Out of the 44 international companies pre-qualified for Iraq’s first and second bid rounds, only 15 will be invited to submit bids for the three fields, Abdul Mahdy al-Ameedi, director general of the oil ministry’s petroleum contracts and licensing directorate told Dow Jones Newswires.
Two of the fields, Akkas and Mansuriyah were included in the first bid round in June 2009. The 3.3 trillion cubic feet (tcf) Mansuriyah field in the western desert received no bids, while the 2.1 tcf Akkas field close to the border with Syria received only one, from a consortium led by Italy’s Edison. Following the auction, the oil ministry later announced that it would develop the fields on its own (MEED 6:8:09).
However, the ministry did award an $80.5m engineering, procurement and supply contract to India’s BGR Energy Systems for both fields. According to the BGR, both fields have a target production of 110 million cubic feet a day.
The 0.1 tcf Siba field was initially included in the second bid round in December 2009, but was dropped from the final list before it took place.

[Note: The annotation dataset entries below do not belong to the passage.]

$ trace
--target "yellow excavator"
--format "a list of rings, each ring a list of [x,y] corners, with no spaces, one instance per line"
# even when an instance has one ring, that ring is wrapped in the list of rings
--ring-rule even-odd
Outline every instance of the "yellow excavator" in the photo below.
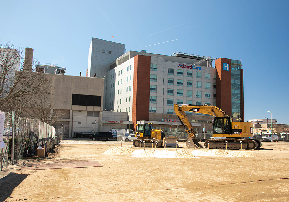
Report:
[[[213,122],[213,137],[205,140],[204,145],[210,149],[257,149],[261,142],[253,139],[253,126],[251,122],[233,122],[226,112],[212,105],[197,106],[175,104],[174,110],[188,133],[186,144],[190,148],[200,146],[196,137],[196,132],[185,112],[209,114],[215,117]]]
[[[164,132],[160,129],[154,128],[152,123],[136,124],[136,137],[134,146],[137,147],[160,147],[162,146],[167,148],[179,147],[177,144],[177,138],[173,136],[166,137]]]

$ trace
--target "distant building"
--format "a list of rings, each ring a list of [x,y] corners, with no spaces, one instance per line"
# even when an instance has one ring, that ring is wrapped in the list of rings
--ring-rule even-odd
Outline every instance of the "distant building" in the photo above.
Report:
[[[37,72],[55,74],[66,74],[66,68],[60,67],[58,65],[38,62],[36,65],[35,71]]]

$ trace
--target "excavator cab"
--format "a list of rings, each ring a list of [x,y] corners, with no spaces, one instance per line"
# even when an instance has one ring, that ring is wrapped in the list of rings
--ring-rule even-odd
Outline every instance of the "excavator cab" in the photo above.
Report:
[[[231,133],[231,118],[225,116],[216,117],[213,124],[213,134],[228,134]]]

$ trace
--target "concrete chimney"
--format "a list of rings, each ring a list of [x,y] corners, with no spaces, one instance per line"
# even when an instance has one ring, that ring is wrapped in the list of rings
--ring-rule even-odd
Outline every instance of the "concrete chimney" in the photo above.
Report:
[[[31,48],[25,49],[23,71],[32,71],[32,62],[33,58],[33,49]]]

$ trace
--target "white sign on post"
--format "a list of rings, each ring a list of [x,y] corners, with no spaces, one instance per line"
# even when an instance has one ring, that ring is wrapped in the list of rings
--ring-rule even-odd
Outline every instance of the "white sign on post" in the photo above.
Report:
[[[6,147],[3,140],[4,134],[4,121],[5,120],[5,113],[0,112],[0,148]]]

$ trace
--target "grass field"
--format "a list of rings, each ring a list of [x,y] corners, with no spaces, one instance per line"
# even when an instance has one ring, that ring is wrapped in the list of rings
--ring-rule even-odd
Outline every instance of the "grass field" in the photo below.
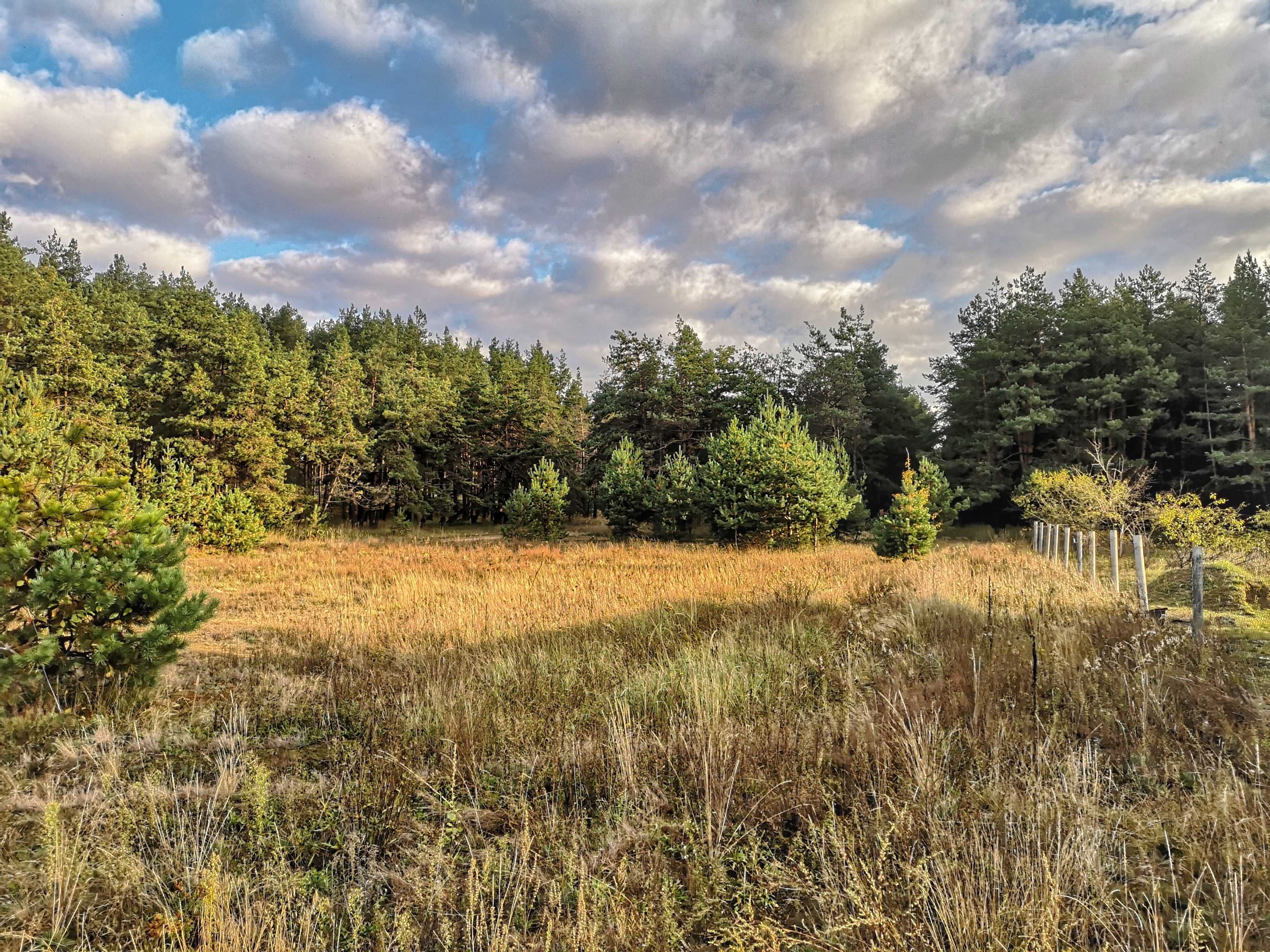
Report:
[[[1255,949],[1260,658],[1006,542],[196,555],[157,693],[4,725],[13,948]]]

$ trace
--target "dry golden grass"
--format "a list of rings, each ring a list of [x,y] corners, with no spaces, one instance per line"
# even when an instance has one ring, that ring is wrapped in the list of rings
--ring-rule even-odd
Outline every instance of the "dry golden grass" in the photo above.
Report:
[[[847,605],[881,589],[917,600],[1071,612],[1105,594],[1006,546],[949,545],[909,565],[865,546],[733,550],[652,542],[509,546],[423,536],[274,542],[248,555],[190,557],[192,588],[221,599],[199,644],[286,633],[340,649],[414,651],[597,628],[665,605],[745,604],[814,594]]]
[[[0,944],[1253,949],[1257,659],[1006,543],[196,555],[133,710],[0,748]]]

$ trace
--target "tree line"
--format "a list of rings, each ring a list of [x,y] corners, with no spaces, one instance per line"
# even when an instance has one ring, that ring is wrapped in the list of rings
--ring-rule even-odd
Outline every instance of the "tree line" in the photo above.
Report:
[[[103,466],[194,541],[248,547],[326,520],[505,522],[541,461],[568,485],[569,514],[601,512],[615,454],[673,498],[711,440],[770,405],[796,410],[841,461],[860,519],[925,457],[969,518],[1008,520],[1031,470],[1091,448],[1177,491],[1270,501],[1270,275],[1251,254],[1224,284],[1200,263],[1180,283],[1144,268],[1104,287],[1077,272],[1054,294],[1029,269],[959,325],[928,376],[937,413],[846,308],[779,353],[711,348],[683,321],[664,336],[617,331],[588,395],[540,344],[460,340],[419,308],[348,307],[309,326],[184,272],[116,256],[93,274],[75,241],[20,248],[0,216],[6,380],[37,376]],[[681,509],[683,534],[704,517]]]
[[[970,518],[1013,514],[1033,470],[1119,457],[1161,489],[1270,503],[1270,272],[1251,253],[1219,284],[1154,268],[1058,294],[1033,269],[961,308],[931,360],[940,446]]]

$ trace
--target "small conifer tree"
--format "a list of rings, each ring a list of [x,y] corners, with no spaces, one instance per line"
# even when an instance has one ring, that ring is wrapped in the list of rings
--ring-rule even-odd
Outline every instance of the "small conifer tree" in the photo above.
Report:
[[[960,493],[949,485],[949,477],[944,470],[930,457],[922,457],[917,463],[917,485],[926,489],[931,503],[931,517],[935,527],[942,531],[956,522],[968,503]]]
[[[264,542],[264,522],[246,493],[231,489],[212,499],[203,545],[226,552],[250,552]]]
[[[653,479],[653,532],[658,538],[683,542],[692,536],[696,493],[696,463],[682,451],[668,457]]]
[[[908,463],[890,509],[874,522],[874,551],[883,559],[921,559],[935,548],[939,529],[931,517],[931,494]]]
[[[768,400],[751,423],[733,419],[705,448],[698,500],[721,542],[795,546],[828,537],[851,510],[847,476],[796,410]]]
[[[241,490],[217,489],[183,459],[165,457],[157,470],[138,467],[140,496],[164,512],[177,534],[199,546],[250,552],[264,542],[264,520]]]
[[[652,518],[649,489],[644,451],[630,437],[622,437],[599,481],[599,510],[615,539],[630,538]]]
[[[542,457],[530,471],[528,487],[517,486],[507,500],[503,534],[535,542],[564,538],[568,498],[568,480],[560,476],[550,459]]]
[[[85,430],[0,364],[0,698],[58,704],[149,687],[212,613],[185,547],[130,504]]]

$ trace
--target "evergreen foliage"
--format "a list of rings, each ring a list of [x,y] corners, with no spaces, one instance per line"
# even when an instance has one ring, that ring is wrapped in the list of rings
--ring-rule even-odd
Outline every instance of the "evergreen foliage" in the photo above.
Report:
[[[0,698],[58,704],[149,687],[213,609],[184,545],[130,504],[89,428],[0,363]]]
[[[137,468],[136,487],[144,501],[161,509],[168,526],[188,542],[227,552],[249,552],[265,538],[265,526],[241,490],[217,489],[206,475],[182,459]]]
[[[874,522],[874,551],[883,559],[921,559],[935,548],[937,533],[930,490],[906,466],[890,509]]]
[[[1157,489],[1270,505],[1270,275],[1251,254],[1224,284],[1196,263],[1180,282],[1149,267],[1109,286],[1077,272],[1053,293],[1027,269],[959,322],[932,360],[939,421],[846,308],[775,354],[706,347],[683,321],[664,338],[617,331],[588,401],[565,357],[538,344],[461,341],[419,308],[347,307],[309,327],[290,306],[257,308],[184,272],[116,256],[94,274],[56,234],[19,248],[0,213],[0,359],[38,373],[84,444],[142,494],[145,461],[169,459],[201,494],[245,495],[265,528],[497,522],[544,457],[569,477],[569,512],[596,514],[629,439],[674,510],[646,519],[682,537],[690,470],[768,399],[841,444],[866,510],[900,489],[912,454],[942,468],[965,518],[999,524],[1019,517],[1011,499],[1033,470],[1083,465],[1091,444]],[[229,506],[241,522],[237,496]],[[194,527],[180,509],[169,518]]]
[[[855,504],[831,449],[801,415],[768,399],[748,424],[733,420],[705,444],[701,512],[715,538],[800,545],[826,538]]]
[[[653,518],[650,490],[644,473],[644,451],[630,437],[622,437],[599,481],[599,509],[615,539],[630,538],[640,524]]]
[[[542,457],[530,470],[530,485],[517,486],[507,500],[503,534],[527,542],[558,542],[565,536],[569,482]]]
[[[697,466],[682,451],[672,453],[653,479],[653,534],[685,542],[697,510]]]
[[[968,503],[949,485],[944,470],[930,457],[923,456],[917,463],[917,485],[926,490],[930,498],[931,518],[937,528],[944,529],[956,522],[958,515]]]

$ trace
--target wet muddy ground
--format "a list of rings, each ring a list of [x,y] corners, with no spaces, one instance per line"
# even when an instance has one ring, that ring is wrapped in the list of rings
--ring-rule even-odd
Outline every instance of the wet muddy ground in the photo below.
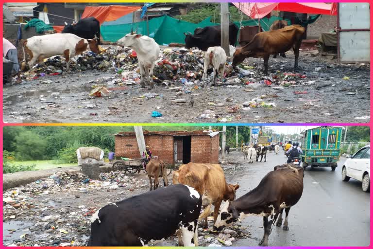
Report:
[[[156,85],[153,90],[140,89],[138,84],[108,86],[106,83],[112,80],[114,72],[73,71],[41,77],[4,88],[3,119],[6,123],[219,123],[221,119],[228,123],[369,122],[370,65],[338,64],[324,56],[311,56],[312,53],[301,53],[300,69],[296,71],[293,70],[291,52],[287,53],[286,58],[270,59],[270,78],[292,72],[306,76],[288,80],[295,81],[290,86],[277,85],[281,80],[269,86],[246,85],[245,79],[186,93],[169,89],[182,87],[180,81],[168,87]],[[261,59],[248,58],[244,64],[254,67],[256,83],[265,79]],[[51,81],[42,83],[47,80]],[[89,96],[97,80],[113,94]],[[57,98],[51,96],[53,92],[59,93]],[[140,97],[147,93],[158,96]],[[193,107],[190,101],[192,95]],[[242,108],[245,102],[263,95],[266,96],[263,100],[276,106]],[[186,102],[172,101],[176,99]],[[215,112],[214,117],[201,118],[206,110]],[[152,117],[153,111],[163,116]]]

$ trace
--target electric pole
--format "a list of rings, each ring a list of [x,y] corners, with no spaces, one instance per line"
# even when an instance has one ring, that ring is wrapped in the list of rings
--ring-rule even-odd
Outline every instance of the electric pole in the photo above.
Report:
[[[228,2],[220,3],[220,25],[221,31],[221,46],[229,56],[229,8]]]

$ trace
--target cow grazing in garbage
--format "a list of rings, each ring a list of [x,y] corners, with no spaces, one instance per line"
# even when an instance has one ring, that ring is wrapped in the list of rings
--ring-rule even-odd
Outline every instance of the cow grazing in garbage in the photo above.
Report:
[[[152,190],[153,185],[154,185],[154,189],[157,189],[159,185],[158,178],[163,178],[163,184],[164,186],[169,185],[169,180],[167,179],[167,172],[166,168],[166,164],[163,161],[159,159],[152,159],[146,164],[146,173],[149,178],[150,184],[150,190]],[[152,184],[152,178],[154,178],[154,184]]]
[[[299,48],[305,30],[301,25],[293,25],[277,30],[258,33],[250,42],[236,49],[232,66],[236,67],[248,57],[263,58],[264,73],[268,74],[270,55],[285,53],[292,48],[295,58],[294,68],[296,69]]]
[[[155,61],[159,57],[159,46],[153,38],[137,34],[133,31],[117,42],[119,45],[128,47],[136,52],[141,74],[141,86],[145,88],[145,81],[149,81],[151,88],[153,89],[153,71]]]
[[[82,54],[89,49],[100,53],[97,39],[83,39],[72,34],[53,34],[38,36],[23,40],[24,57],[25,50],[30,58],[28,63],[31,69],[37,62],[44,65],[44,59],[54,55],[65,55],[66,67],[70,70],[69,61],[75,55]]]
[[[265,146],[262,146],[261,144],[259,144],[255,148],[255,150],[256,151],[256,161],[258,161],[259,157],[261,157],[260,158],[261,162],[262,161],[263,157],[264,157],[264,161],[266,161],[267,151],[268,150],[268,148]]]
[[[229,44],[236,46],[238,28],[230,22],[229,23]],[[203,51],[207,51],[210,47],[221,46],[221,32],[220,25],[209,26],[204,28],[198,28],[194,30],[194,34],[190,32],[185,35],[185,47],[188,49],[197,47]]]
[[[225,51],[221,47],[211,47],[208,48],[204,54],[204,63],[203,65],[203,75],[202,77],[203,84],[204,84],[207,75],[207,69],[209,66],[214,69],[214,76],[212,85],[215,85],[216,78],[220,71],[220,80],[222,81],[225,69],[225,62],[227,61],[227,55]]]
[[[198,246],[202,201],[193,188],[176,184],[108,205],[92,216],[87,246],[141,246],[180,232],[185,246]]]
[[[294,164],[276,166],[267,174],[254,189],[234,201],[226,201],[219,212],[214,230],[221,230],[245,217],[263,217],[264,234],[259,245],[268,246],[268,237],[276,224],[282,224],[282,213],[286,214],[283,230],[288,230],[290,208],[295,205],[303,192],[303,168]],[[270,220],[268,218],[270,217]]]
[[[73,34],[85,39],[97,38],[97,43],[100,45],[100,22],[95,18],[81,19],[78,22],[74,22],[72,24],[68,24],[65,22],[65,25],[62,33]]]
[[[172,176],[174,184],[182,183],[196,189],[202,196],[202,205],[205,207],[199,219],[205,219],[203,226],[208,227],[207,216],[210,213],[211,205],[215,207],[214,221],[216,220],[219,207],[222,200],[233,200],[236,192],[239,187],[238,183],[228,184],[225,181],[224,172],[220,164],[195,163],[183,164]]]
[[[270,27],[270,31],[271,30],[276,30],[278,29],[282,29],[288,26],[288,22],[285,20],[277,20],[274,21],[272,25]],[[276,53],[273,55],[273,58],[277,57],[278,53]],[[286,58],[285,53],[282,53],[280,54],[280,55],[284,58]]]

According to the UK’s BP, at the end of 2008 Iraq’s proven gas reserves stood at 111.9 tcf, the tenth largest reserves in the world, 70 per cent of which lie in the Basra region in the south of the country. Baghdad plans to increase natural gas production to 2.5 tcf a year under its 10-year strategic plan launched in 2008. In 2006, the country produced 100 billion cubic feet a year.